Since the most common police interaction with people comes in the form of traffic stops, they’ve come up with five recommendations that call for a fundamental shift in the way traffic stops are handled. Among the recommendations:
- Decriminalize traffic offenses often used for pretextual stops.
- Prohibit Denver Police from conducting searches in relation to petty offenses or traffic violations.
- Remove police officers from routine traffic stops and crash reporting and explore non-police alternatives that incentivize behavior change to eliminate traffic fatalities.
- Eliminate the need for traffic enforcement by auditing and investing in the built environment to promote safe travel behavior.
- Invest in a community-based, community-led violence prevention strategic plan that includes, but is not limited to, traffic stop violence and government sanctioned violence.

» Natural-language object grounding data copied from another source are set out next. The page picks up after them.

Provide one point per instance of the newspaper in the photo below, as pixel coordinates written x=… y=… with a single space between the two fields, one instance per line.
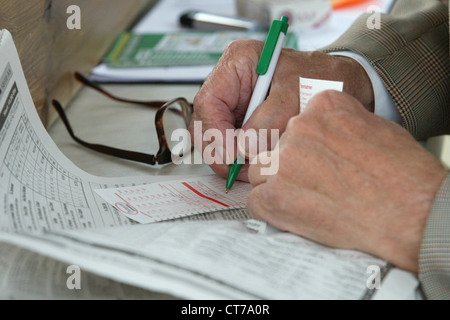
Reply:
x=51 y=219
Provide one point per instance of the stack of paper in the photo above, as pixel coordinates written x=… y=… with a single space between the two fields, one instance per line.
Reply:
x=164 y=18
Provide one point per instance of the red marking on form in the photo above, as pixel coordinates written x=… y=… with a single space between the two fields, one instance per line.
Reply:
x=203 y=196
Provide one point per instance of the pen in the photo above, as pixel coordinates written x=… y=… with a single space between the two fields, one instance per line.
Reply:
x=336 y=4
x=210 y=22
x=266 y=68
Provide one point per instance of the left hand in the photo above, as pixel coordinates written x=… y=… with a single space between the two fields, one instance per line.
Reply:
x=349 y=179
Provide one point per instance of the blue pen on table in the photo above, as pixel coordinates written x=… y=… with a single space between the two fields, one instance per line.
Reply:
x=266 y=68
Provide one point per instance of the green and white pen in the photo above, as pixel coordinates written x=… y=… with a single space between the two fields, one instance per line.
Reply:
x=266 y=68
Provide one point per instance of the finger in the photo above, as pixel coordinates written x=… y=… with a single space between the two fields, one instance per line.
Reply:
x=256 y=205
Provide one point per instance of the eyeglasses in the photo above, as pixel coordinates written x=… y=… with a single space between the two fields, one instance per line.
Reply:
x=170 y=115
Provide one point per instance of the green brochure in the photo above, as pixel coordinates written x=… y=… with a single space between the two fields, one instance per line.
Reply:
x=133 y=50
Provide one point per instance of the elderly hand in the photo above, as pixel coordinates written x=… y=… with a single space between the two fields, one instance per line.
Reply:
x=349 y=179
x=222 y=101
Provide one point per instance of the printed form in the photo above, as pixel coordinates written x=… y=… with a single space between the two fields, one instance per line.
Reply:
x=51 y=215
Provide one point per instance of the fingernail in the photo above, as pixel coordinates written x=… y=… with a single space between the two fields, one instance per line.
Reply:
x=250 y=144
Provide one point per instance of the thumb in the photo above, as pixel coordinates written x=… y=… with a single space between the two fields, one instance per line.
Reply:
x=265 y=126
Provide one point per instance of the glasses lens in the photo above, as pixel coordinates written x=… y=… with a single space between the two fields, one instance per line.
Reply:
x=175 y=121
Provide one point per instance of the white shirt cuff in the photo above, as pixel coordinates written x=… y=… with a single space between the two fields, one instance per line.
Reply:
x=384 y=105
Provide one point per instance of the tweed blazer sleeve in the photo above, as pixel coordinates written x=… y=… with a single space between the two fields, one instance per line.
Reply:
x=410 y=52
x=434 y=260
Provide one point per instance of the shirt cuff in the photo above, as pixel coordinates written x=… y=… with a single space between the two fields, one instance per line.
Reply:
x=384 y=105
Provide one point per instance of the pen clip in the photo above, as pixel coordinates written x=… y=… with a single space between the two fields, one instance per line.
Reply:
x=277 y=27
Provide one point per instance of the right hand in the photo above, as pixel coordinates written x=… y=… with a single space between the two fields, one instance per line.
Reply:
x=222 y=101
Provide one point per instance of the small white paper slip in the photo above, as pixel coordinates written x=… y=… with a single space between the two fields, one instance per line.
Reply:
x=311 y=87
x=176 y=198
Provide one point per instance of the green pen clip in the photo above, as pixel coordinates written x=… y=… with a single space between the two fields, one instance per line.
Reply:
x=271 y=42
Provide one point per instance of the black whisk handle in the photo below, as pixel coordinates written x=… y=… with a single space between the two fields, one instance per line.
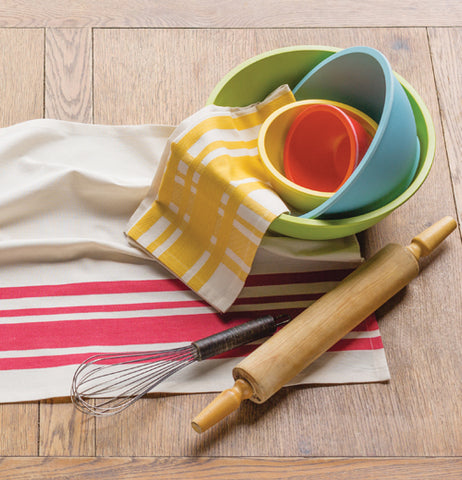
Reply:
x=236 y=336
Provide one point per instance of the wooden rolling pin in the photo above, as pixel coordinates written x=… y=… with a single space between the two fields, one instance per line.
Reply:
x=323 y=324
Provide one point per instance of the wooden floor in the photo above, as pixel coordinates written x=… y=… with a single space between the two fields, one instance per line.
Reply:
x=150 y=61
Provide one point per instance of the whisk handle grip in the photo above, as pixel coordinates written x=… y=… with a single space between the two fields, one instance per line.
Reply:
x=234 y=337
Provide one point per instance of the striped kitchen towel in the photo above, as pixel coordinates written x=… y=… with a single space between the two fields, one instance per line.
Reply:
x=205 y=217
x=71 y=285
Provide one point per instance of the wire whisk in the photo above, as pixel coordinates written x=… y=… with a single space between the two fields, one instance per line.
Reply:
x=106 y=384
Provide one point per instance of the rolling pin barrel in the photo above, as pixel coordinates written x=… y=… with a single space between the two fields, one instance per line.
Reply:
x=325 y=322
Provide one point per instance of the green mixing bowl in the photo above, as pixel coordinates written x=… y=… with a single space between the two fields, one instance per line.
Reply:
x=255 y=78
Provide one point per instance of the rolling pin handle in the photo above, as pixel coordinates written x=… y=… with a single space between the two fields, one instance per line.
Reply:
x=228 y=401
x=424 y=243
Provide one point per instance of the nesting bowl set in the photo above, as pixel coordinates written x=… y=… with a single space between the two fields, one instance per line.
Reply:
x=379 y=134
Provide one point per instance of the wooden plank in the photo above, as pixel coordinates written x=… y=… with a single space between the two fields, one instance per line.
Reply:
x=68 y=94
x=448 y=74
x=225 y=14
x=235 y=468
x=68 y=80
x=21 y=77
x=163 y=76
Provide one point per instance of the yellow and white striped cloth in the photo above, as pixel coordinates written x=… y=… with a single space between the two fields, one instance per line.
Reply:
x=210 y=203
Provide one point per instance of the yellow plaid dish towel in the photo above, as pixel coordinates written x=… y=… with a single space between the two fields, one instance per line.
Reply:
x=210 y=203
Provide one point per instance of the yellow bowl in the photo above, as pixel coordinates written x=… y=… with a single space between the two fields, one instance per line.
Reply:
x=271 y=141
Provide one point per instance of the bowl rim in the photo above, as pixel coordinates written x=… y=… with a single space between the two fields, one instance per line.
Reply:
x=390 y=85
x=299 y=103
x=326 y=228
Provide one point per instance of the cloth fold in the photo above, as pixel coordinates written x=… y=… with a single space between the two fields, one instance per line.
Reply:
x=206 y=216
x=72 y=286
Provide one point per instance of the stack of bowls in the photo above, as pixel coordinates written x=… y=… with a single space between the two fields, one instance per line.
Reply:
x=396 y=156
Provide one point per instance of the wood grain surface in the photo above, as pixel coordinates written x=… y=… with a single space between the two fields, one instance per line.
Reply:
x=237 y=468
x=21 y=77
x=64 y=66
x=226 y=14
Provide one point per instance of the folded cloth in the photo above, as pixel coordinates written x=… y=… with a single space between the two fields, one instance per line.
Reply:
x=205 y=217
x=72 y=286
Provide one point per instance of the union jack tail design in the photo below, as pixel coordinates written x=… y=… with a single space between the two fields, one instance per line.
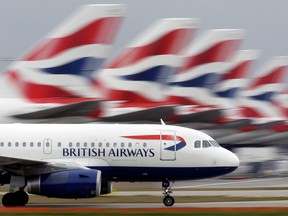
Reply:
x=138 y=72
x=203 y=65
x=257 y=98
x=58 y=69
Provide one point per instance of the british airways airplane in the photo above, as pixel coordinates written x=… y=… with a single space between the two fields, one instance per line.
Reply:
x=81 y=160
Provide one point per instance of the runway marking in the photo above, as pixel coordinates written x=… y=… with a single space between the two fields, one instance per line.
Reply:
x=234 y=182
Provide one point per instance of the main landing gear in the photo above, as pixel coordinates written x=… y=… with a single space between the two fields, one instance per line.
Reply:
x=18 y=198
x=168 y=200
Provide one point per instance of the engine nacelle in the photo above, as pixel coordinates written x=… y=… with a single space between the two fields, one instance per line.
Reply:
x=66 y=184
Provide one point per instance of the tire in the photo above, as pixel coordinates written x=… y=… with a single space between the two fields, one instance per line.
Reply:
x=8 y=199
x=168 y=201
x=21 y=198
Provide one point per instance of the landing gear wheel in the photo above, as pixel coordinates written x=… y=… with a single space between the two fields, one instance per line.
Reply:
x=8 y=199
x=21 y=198
x=168 y=201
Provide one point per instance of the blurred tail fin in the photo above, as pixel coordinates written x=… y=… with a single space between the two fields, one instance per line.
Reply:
x=59 y=66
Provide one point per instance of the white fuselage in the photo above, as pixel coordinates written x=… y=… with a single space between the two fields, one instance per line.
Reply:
x=121 y=152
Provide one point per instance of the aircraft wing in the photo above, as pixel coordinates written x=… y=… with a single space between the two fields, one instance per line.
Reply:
x=26 y=166
x=83 y=108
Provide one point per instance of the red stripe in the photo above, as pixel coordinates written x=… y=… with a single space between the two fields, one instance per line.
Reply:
x=275 y=76
x=220 y=52
x=154 y=137
x=143 y=105
x=239 y=71
x=39 y=93
x=171 y=43
x=101 y=31
x=250 y=112
x=130 y=96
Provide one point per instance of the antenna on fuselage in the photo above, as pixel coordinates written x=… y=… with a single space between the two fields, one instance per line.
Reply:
x=162 y=122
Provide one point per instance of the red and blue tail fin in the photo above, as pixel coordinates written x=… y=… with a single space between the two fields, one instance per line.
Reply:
x=138 y=72
x=257 y=98
x=203 y=66
x=57 y=69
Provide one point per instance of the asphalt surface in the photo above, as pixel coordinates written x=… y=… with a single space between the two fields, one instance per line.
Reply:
x=219 y=187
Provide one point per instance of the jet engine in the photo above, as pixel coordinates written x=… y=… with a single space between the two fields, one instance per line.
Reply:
x=66 y=184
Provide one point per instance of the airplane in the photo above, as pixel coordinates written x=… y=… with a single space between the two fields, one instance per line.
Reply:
x=203 y=64
x=82 y=160
x=226 y=93
x=255 y=102
x=52 y=79
x=133 y=80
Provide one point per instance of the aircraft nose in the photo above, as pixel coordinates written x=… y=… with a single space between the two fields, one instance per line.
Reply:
x=232 y=160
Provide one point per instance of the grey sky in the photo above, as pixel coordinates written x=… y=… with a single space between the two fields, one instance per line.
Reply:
x=24 y=22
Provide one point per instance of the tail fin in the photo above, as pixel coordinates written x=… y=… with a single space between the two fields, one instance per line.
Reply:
x=235 y=77
x=137 y=73
x=203 y=66
x=264 y=88
x=58 y=67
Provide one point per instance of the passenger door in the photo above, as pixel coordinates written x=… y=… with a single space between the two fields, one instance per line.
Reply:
x=47 y=146
x=167 y=145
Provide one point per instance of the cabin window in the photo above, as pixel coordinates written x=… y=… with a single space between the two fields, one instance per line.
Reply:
x=197 y=144
x=206 y=144
x=214 y=143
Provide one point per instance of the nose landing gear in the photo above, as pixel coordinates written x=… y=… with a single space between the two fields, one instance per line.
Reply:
x=168 y=200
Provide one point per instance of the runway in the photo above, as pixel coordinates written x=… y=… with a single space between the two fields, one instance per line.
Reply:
x=206 y=205
x=274 y=189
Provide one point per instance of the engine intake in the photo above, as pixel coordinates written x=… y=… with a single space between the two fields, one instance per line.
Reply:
x=66 y=184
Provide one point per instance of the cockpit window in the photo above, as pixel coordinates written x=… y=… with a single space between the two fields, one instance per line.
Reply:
x=197 y=144
x=206 y=144
x=214 y=143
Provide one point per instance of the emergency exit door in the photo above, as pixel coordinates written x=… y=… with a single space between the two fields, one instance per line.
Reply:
x=47 y=146
x=168 y=145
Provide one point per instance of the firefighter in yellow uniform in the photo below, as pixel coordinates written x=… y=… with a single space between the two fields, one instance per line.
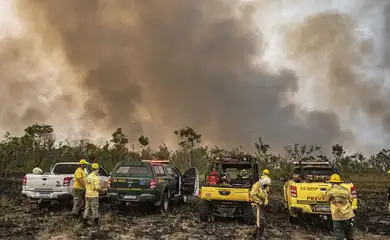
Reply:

Moreover, the group recommended using civilians for enforcing traffic laws. Denver Police Chief Paul Pazen says the city has already taken significant steps in this direction, according to the news outlet.

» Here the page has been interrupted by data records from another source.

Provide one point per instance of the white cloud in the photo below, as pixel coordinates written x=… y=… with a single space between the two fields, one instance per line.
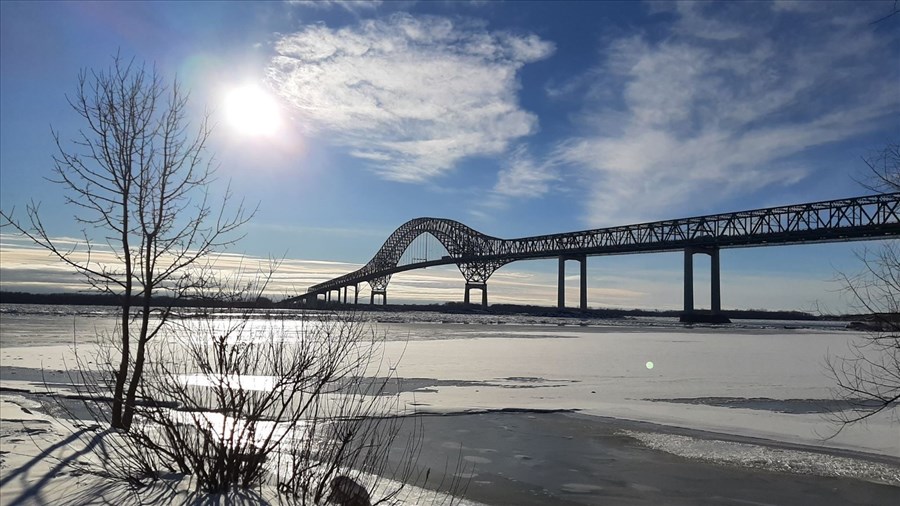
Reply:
x=726 y=103
x=352 y=6
x=412 y=96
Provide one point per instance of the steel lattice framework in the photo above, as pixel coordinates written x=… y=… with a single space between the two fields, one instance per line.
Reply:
x=478 y=255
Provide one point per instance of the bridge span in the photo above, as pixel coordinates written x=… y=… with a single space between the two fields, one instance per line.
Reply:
x=478 y=255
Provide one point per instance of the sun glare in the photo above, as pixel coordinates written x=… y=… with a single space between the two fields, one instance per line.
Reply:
x=252 y=111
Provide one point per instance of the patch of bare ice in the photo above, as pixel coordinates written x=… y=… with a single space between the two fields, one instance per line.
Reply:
x=768 y=458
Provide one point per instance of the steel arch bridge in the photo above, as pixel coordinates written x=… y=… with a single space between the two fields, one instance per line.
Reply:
x=478 y=255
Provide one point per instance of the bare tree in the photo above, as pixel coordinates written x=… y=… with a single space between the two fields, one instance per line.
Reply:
x=137 y=175
x=868 y=378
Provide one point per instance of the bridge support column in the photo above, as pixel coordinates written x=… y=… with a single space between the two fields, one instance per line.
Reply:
x=477 y=286
x=561 y=294
x=715 y=315
x=383 y=294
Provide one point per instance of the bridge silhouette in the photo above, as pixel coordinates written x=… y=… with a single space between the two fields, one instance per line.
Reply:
x=478 y=255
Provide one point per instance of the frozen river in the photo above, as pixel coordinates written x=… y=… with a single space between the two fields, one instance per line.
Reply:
x=762 y=379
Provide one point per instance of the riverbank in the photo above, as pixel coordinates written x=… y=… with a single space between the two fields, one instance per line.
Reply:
x=532 y=414
x=497 y=458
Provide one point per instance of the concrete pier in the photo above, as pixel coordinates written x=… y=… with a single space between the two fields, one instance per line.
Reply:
x=690 y=315
x=561 y=294
x=477 y=286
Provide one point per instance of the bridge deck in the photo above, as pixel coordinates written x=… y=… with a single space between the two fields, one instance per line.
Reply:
x=479 y=255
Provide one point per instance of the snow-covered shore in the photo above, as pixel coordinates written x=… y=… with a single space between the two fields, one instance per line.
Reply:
x=707 y=390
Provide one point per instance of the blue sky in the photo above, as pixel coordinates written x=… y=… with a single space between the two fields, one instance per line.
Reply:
x=515 y=118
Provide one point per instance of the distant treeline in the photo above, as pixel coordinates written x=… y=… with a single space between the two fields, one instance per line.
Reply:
x=95 y=299
x=549 y=311
x=87 y=299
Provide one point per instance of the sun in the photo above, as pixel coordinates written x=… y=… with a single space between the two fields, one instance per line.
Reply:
x=252 y=111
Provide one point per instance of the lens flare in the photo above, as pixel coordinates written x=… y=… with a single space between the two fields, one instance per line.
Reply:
x=252 y=111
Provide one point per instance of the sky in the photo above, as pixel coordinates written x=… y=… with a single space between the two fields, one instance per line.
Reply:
x=343 y=120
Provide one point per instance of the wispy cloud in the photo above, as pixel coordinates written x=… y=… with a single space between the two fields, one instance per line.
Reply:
x=724 y=102
x=410 y=95
x=524 y=177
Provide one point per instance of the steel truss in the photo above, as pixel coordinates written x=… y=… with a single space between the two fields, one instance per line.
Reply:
x=478 y=255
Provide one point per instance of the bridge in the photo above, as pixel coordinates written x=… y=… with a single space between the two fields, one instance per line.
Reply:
x=478 y=255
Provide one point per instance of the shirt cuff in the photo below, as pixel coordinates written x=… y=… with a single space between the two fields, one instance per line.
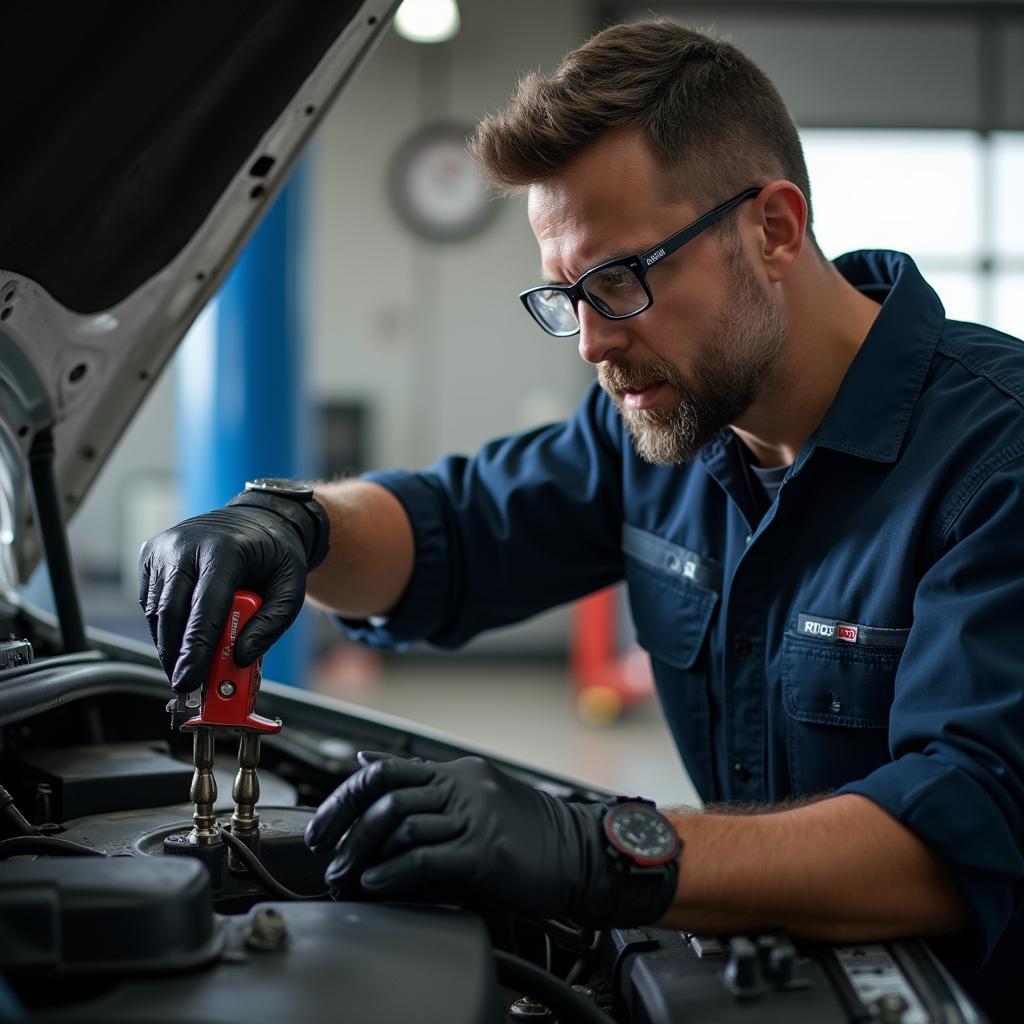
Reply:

“We have, I believe, 29 civilian accident report takers, which minimizes the impact here between a police officer in traffic, and those are the ones that makes sense,” Pazen said.
While the suggestions might have appeal to the uninformed, one law enforcement expert says they will undermine police work.
“These recommendations undermine a police officer’s ability to investigate crime and compromises his or her safety. They are shortsighted suggestions made by people who have no idea how police conduct business,” said one officer who wished to remain confidential. “Law abiding citizens would be hurt by these practices since they favor people involved in crime.”